O município de Monte Alegre representa uma das mais antigas fundações urbanos da Amazônia, cuja origem antecede a própria ocupação da região pelos colonizadores lusitanos. Os estudos do historiador Arthur César Ferreira Reis (1942), que também identificou o primeiro estrangeiro a explorar a região, Francisco Orellana, em 1540, em sua viagem de descida pelo Rio Amazonas seguindo a direção do Baixo Médio Amazonas.
No século XVII, preocupado com a presença constante de invasores estrangeiros, o governo português enviou várias expedições à Amazônia, a fim de combatê-los. Uma dessas expedições, comandada por Francisco Caldeira Castelo Branco, fundou a atual cidade de Belém, capital do Estado do Pará, no ano de 1616. A partir de Belém foram organizadas outras expedições que subiram o Rio Amazonas, a fim de expulsar os invasores. Em 1639, os primeiros colonizadores portugueses chegaram a região do Médio Amazonas, integrando à expedição comandada pelo capitão Pedro Teixeira. O primeiro local a ser visitado foi o aldeamento de Gurupatuba, localizado à margem do rio de mesmo nome, cuja denominação foi herdada dos índios gurupatubas, antigos habitantes da região.
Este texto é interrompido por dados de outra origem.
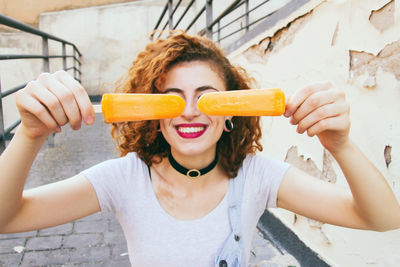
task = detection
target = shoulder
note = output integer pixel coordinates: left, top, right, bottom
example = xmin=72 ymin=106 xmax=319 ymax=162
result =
xmin=242 ymin=154 xmax=289 ymax=171
xmin=82 ymin=152 xmax=146 ymax=180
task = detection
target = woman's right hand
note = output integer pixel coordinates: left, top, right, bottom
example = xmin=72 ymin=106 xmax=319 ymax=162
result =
xmin=16 ymin=71 xmax=94 ymax=139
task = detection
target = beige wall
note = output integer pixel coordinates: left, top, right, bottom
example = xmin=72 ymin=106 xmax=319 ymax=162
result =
xmin=0 ymin=0 xmax=135 ymax=26
xmin=231 ymin=0 xmax=400 ymax=267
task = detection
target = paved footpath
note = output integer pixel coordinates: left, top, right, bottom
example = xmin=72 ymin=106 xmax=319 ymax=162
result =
xmin=0 ymin=115 xmax=300 ymax=267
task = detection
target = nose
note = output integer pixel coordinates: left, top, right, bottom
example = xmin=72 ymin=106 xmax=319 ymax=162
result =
xmin=181 ymin=98 xmax=201 ymax=121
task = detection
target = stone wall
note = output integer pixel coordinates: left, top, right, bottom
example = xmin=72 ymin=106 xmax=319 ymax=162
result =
xmin=231 ymin=0 xmax=400 ymax=267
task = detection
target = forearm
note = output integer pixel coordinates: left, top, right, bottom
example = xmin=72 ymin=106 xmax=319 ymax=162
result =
xmin=0 ymin=126 xmax=46 ymax=227
xmin=333 ymin=141 xmax=400 ymax=231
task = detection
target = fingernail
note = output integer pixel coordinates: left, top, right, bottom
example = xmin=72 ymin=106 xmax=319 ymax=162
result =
xmin=86 ymin=116 xmax=94 ymax=124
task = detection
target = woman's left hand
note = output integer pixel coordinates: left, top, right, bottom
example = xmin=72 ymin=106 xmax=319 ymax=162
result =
xmin=285 ymin=82 xmax=350 ymax=153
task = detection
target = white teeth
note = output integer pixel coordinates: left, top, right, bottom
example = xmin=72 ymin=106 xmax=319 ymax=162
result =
xmin=178 ymin=127 xmax=204 ymax=133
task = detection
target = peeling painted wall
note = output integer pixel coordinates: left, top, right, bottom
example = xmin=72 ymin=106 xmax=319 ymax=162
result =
xmin=231 ymin=0 xmax=400 ymax=267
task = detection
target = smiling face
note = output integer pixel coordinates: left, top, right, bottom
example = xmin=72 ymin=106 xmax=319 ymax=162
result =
xmin=160 ymin=61 xmax=226 ymax=161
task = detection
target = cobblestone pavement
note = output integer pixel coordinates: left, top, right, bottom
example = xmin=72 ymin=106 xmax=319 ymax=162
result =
xmin=0 ymin=115 xmax=300 ymax=267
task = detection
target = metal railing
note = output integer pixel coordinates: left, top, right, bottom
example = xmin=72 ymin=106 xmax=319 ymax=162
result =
xmin=150 ymin=0 xmax=310 ymax=53
xmin=0 ymin=14 xmax=82 ymax=153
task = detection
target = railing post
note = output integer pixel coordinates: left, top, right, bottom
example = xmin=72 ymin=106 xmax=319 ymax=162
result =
xmin=42 ymin=37 xmax=54 ymax=147
xmin=217 ymin=20 xmax=221 ymax=43
xmin=245 ymin=0 xmax=250 ymax=32
xmin=0 ymin=79 xmax=6 ymax=153
xmin=206 ymin=0 xmax=213 ymax=40
xmin=77 ymin=51 xmax=82 ymax=83
xmin=62 ymin=42 xmax=67 ymax=70
xmin=168 ymin=0 xmax=174 ymax=30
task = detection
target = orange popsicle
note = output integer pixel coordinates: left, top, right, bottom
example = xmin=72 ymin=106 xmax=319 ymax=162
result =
xmin=94 ymin=94 xmax=185 ymax=122
xmin=197 ymin=89 xmax=285 ymax=116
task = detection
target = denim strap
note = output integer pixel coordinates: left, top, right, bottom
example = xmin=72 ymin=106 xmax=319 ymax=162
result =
xmin=215 ymin=175 xmax=245 ymax=267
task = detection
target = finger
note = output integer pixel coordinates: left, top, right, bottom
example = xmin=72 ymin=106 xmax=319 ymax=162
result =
xmin=19 ymin=89 xmax=61 ymax=132
xmin=307 ymin=114 xmax=350 ymax=137
xmin=297 ymin=101 xmax=349 ymax=134
xmin=27 ymin=82 xmax=68 ymax=126
xmin=290 ymin=91 xmax=339 ymax=124
xmin=55 ymin=71 xmax=94 ymax=124
xmin=38 ymin=73 xmax=82 ymax=130
xmin=283 ymin=96 xmax=291 ymax=118
xmin=285 ymin=82 xmax=332 ymax=117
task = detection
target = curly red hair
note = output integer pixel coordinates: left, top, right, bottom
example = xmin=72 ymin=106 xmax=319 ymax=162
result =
xmin=111 ymin=32 xmax=262 ymax=178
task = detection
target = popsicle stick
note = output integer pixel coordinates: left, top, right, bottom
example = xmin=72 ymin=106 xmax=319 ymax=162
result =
xmin=93 ymin=104 xmax=102 ymax=113
xmin=197 ymin=89 xmax=285 ymax=116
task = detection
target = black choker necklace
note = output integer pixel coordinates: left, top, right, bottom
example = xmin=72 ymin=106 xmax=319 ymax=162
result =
xmin=168 ymin=152 xmax=218 ymax=178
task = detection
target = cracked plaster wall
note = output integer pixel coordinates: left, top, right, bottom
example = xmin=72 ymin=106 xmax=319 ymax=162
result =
xmin=231 ymin=0 xmax=400 ymax=267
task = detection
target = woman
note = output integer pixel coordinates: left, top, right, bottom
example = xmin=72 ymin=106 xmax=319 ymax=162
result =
xmin=0 ymin=33 xmax=400 ymax=266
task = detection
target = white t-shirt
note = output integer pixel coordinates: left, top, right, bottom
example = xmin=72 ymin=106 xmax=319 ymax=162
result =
xmin=82 ymin=153 xmax=289 ymax=267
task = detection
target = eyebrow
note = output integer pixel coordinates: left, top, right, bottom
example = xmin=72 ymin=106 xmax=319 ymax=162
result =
xmin=163 ymin=85 xmax=220 ymax=94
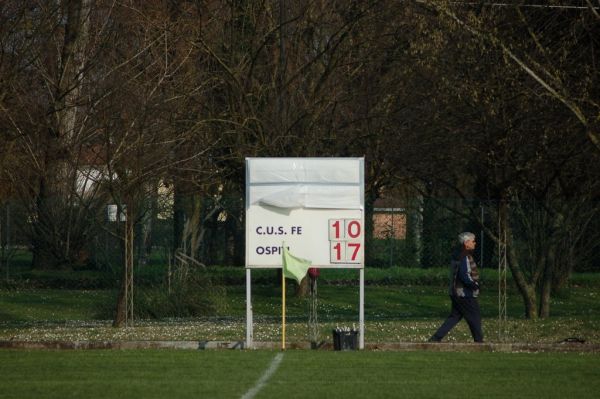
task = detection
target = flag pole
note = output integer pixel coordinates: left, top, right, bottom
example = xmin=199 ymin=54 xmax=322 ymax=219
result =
xmin=281 ymin=265 xmax=285 ymax=350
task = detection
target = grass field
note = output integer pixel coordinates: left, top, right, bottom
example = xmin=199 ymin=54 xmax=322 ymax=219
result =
xmin=0 ymin=285 xmax=600 ymax=343
xmin=0 ymin=350 xmax=600 ymax=399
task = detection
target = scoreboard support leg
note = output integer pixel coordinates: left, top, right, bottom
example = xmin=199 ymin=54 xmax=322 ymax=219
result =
xmin=358 ymin=269 xmax=365 ymax=349
xmin=246 ymin=269 xmax=254 ymax=349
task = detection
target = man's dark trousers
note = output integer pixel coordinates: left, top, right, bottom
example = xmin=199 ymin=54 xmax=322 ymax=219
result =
xmin=432 ymin=296 xmax=483 ymax=342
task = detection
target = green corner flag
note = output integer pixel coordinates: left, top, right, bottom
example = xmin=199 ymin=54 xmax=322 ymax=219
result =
xmin=283 ymin=243 xmax=312 ymax=284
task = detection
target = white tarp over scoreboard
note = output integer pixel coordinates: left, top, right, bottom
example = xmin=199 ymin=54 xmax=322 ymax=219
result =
xmin=246 ymin=158 xmax=365 ymax=348
xmin=246 ymin=158 xmax=364 ymax=268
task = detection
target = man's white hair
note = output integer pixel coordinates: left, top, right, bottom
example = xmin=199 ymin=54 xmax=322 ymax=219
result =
xmin=458 ymin=231 xmax=475 ymax=244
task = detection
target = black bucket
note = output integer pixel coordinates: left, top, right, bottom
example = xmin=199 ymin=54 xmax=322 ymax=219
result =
xmin=333 ymin=330 xmax=358 ymax=351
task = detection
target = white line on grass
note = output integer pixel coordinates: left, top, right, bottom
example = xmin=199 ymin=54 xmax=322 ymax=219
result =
xmin=242 ymin=353 xmax=283 ymax=399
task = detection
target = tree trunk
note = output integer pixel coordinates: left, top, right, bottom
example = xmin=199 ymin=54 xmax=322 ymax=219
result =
xmin=505 ymin=219 xmax=537 ymax=319
xmin=539 ymin=240 xmax=557 ymax=319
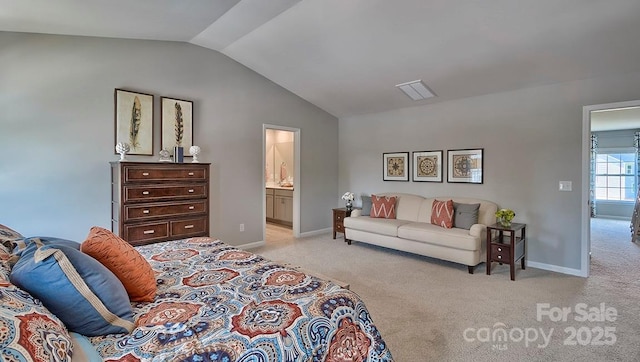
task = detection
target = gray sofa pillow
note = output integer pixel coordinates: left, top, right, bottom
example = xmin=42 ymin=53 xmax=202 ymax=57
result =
xmin=453 ymin=202 xmax=480 ymax=230
xmin=360 ymin=195 xmax=371 ymax=216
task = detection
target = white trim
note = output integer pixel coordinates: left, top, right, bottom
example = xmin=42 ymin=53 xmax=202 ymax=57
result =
xmin=584 ymin=100 xmax=640 ymax=277
xmin=595 ymin=215 xmax=631 ymax=221
xmin=300 ymin=228 xmax=332 ymax=238
xmin=516 ymin=260 xmax=587 ymax=277
xmin=233 ymin=240 xmax=267 ymax=249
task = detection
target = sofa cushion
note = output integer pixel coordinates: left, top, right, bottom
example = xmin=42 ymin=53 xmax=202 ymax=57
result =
xmin=360 ymin=195 xmax=371 ymax=216
xmin=344 ymin=216 xmax=409 ymax=236
xmin=398 ymin=222 xmax=481 ymax=251
xmin=431 ymin=199 xmax=453 ymax=229
xmin=10 ymin=239 xmax=134 ymax=336
xmin=80 ymin=226 xmax=156 ymax=302
xmin=369 ymin=195 xmax=396 ymax=219
xmin=453 ymin=202 xmax=480 ymax=230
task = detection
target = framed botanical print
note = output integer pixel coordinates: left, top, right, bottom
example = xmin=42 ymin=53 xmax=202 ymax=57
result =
xmin=114 ymin=89 xmax=153 ymax=155
xmin=160 ymin=97 xmax=193 ymax=156
xmin=412 ymin=150 xmax=442 ymax=182
xmin=382 ymin=152 xmax=409 ymax=181
xmin=447 ymin=148 xmax=484 ymax=184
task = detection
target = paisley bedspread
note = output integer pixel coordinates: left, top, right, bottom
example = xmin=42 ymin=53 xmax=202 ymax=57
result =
xmin=90 ymin=238 xmax=393 ymax=362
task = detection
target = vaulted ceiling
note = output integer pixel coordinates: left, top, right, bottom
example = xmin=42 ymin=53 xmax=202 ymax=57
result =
xmin=0 ymin=0 xmax=640 ymax=117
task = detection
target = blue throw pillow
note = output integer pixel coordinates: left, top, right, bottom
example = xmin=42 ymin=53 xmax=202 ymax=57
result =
xmin=10 ymin=238 xmax=134 ymax=336
xmin=12 ymin=236 xmax=80 ymax=256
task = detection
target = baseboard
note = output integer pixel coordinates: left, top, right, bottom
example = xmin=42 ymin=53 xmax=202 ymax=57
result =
xmin=235 ymin=240 xmax=266 ymax=249
xmin=300 ymin=228 xmax=333 ymax=238
xmin=593 ymin=215 xmax=631 ymax=221
xmin=527 ymin=261 xmax=585 ymax=277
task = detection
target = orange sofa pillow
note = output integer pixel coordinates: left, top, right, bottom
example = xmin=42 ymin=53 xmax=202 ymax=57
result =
xmin=431 ymin=199 xmax=453 ymax=229
xmin=369 ymin=195 xmax=396 ymax=219
xmin=80 ymin=226 xmax=157 ymax=302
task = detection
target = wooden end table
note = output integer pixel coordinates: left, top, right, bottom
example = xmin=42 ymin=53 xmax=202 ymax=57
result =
xmin=487 ymin=223 xmax=527 ymax=280
xmin=333 ymin=207 xmax=352 ymax=239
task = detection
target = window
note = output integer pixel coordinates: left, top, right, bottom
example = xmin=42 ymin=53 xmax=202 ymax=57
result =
xmin=596 ymin=152 xmax=637 ymax=201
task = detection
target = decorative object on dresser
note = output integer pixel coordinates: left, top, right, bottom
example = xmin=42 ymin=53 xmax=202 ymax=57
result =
xmin=114 ymin=89 xmax=153 ymax=156
xmin=158 ymin=148 xmax=171 ymax=162
xmin=496 ymin=209 xmax=516 ymax=227
xmin=342 ymin=191 xmax=355 ymax=211
xmin=447 ymin=148 xmax=484 ymax=184
xmin=111 ymin=162 xmax=209 ymax=246
xmin=173 ymin=146 xmax=184 ymax=163
xmin=487 ymin=223 xmax=527 ymax=280
xmin=382 ymin=152 xmax=409 ymax=181
xmin=412 ymin=150 xmax=442 ymax=182
xmin=189 ymin=146 xmax=200 ymax=163
xmin=160 ymin=97 xmax=193 ymax=157
xmin=116 ymin=142 xmax=131 ymax=162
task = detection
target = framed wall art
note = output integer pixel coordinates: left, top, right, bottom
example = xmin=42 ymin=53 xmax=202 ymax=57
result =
xmin=160 ymin=97 xmax=193 ymax=155
xmin=382 ymin=152 xmax=409 ymax=181
xmin=412 ymin=150 xmax=442 ymax=182
xmin=447 ymin=148 xmax=484 ymax=184
xmin=114 ymin=88 xmax=153 ymax=155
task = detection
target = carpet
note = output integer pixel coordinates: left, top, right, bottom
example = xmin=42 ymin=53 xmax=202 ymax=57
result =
xmin=252 ymin=219 xmax=640 ymax=362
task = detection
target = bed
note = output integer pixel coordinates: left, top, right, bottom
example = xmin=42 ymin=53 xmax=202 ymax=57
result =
xmin=0 ymin=225 xmax=393 ymax=362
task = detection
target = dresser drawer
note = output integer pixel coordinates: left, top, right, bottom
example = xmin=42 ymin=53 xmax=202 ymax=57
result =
xmin=123 ymin=221 xmax=169 ymax=244
xmin=124 ymin=184 xmax=209 ymax=202
xmin=124 ymin=165 xmax=207 ymax=182
xmin=170 ymin=216 xmax=209 ymax=237
xmin=124 ymin=200 xmax=207 ymax=221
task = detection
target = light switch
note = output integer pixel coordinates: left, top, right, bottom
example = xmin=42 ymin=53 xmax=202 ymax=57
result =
xmin=559 ymin=181 xmax=572 ymax=191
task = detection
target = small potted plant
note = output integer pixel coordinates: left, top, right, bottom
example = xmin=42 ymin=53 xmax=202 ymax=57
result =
xmin=496 ymin=209 xmax=516 ymax=227
xmin=342 ymin=191 xmax=355 ymax=211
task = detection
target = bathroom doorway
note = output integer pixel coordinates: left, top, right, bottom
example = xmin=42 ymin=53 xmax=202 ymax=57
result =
xmin=263 ymin=125 xmax=300 ymax=243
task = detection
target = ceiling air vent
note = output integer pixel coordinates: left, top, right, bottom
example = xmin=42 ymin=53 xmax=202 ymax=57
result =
xmin=396 ymin=79 xmax=436 ymax=101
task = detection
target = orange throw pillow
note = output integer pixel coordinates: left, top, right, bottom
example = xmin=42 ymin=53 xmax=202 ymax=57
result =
xmin=431 ymin=199 xmax=453 ymax=229
xmin=369 ymin=195 xmax=396 ymax=219
xmin=80 ymin=226 xmax=157 ymax=302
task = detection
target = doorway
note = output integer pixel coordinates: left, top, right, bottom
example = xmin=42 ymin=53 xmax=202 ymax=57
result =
xmin=262 ymin=124 xmax=300 ymax=243
xmin=580 ymin=100 xmax=640 ymax=277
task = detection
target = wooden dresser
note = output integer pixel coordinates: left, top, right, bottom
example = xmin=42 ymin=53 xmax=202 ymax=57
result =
xmin=111 ymin=162 xmax=209 ymax=246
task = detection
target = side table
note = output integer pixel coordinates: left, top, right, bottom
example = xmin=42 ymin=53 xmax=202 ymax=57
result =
xmin=487 ymin=223 xmax=527 ymax=280
xmin=333 ymin=207 xmax=351 ymax=239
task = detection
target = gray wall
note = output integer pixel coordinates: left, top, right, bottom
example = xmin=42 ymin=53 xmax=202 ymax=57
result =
xmin=338 ymin=73 xmax=640 ymax=270
xmin=0 ymin=32 xmax=339 ymax=245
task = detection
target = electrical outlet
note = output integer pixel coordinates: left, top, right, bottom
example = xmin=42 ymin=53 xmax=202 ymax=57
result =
xmin=558 ymin=181 xmax=573 ymax=191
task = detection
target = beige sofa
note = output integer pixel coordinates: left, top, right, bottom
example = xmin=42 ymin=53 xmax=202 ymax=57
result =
xmin=344 ymin=193 xmax=498 ymax=274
A catequese dos índios gurupatubas foi realizada pelos missionários, notadamente por Jesuítas e Carmelitas, sendo que a Companhia de Jesus chegou a estabelecer um posto de catequese nas aldeias, o qual, por sua importância chegou a representar a capital das missões do Baixo e Médio Amazonas. A comunidade montealegrense resultou, inicialmente, da formação de aldeamentos indígenas com a presença de missionários e nativos. Os missionários católicos jesuítas, Mercedários e Carmelitas, a quem fora entregue a catequese, permitiram anos mais tarde o assentamento de outros indivíduos como lusitanos e brasileiros que se juntaram em comunhão de serviços com os indígenas aldeados, pertencentes a tribo dos Gurupatubas. Os escravos em número reduzido, somente muito depois é que vieram juntar-se àquele contingente humano. Dessa forma a comunidade emergia, paulatinamente, definindo seu perfil demográfico e social, de conformidade com suas condições sócio-históricas.
Em 27 de fevereiro de 1758, o aldeamento Gurupatuba foi elevado à condição de vila, por Francisco Xavier de Mendonça Furtado, Governador e Capitão-General do Grão Pará, irmão de Marquês de Pombal. Mais tarde, com o objetivo de homenagear um pequeno povoado existente no norte de Portugal, Mendonça Furtado substituiu o nome de Gurupatuba por Monte Alegre.
Durante todo o período do Império, Monte Alegre alternou épocas de desenvolvimento com épocas de dificuldades econômicas. Sua economia baseou-se na produção agrícola (notadamente o cacau, um dos principais produtos de exportação), na pesca e na pecuária. Além disso a vila de Monte Alegre tornou-se famosa pela produção de cuias pintadas, responsável pela denominação de "pinta cuias", que ainda permanece, para os naturais do município.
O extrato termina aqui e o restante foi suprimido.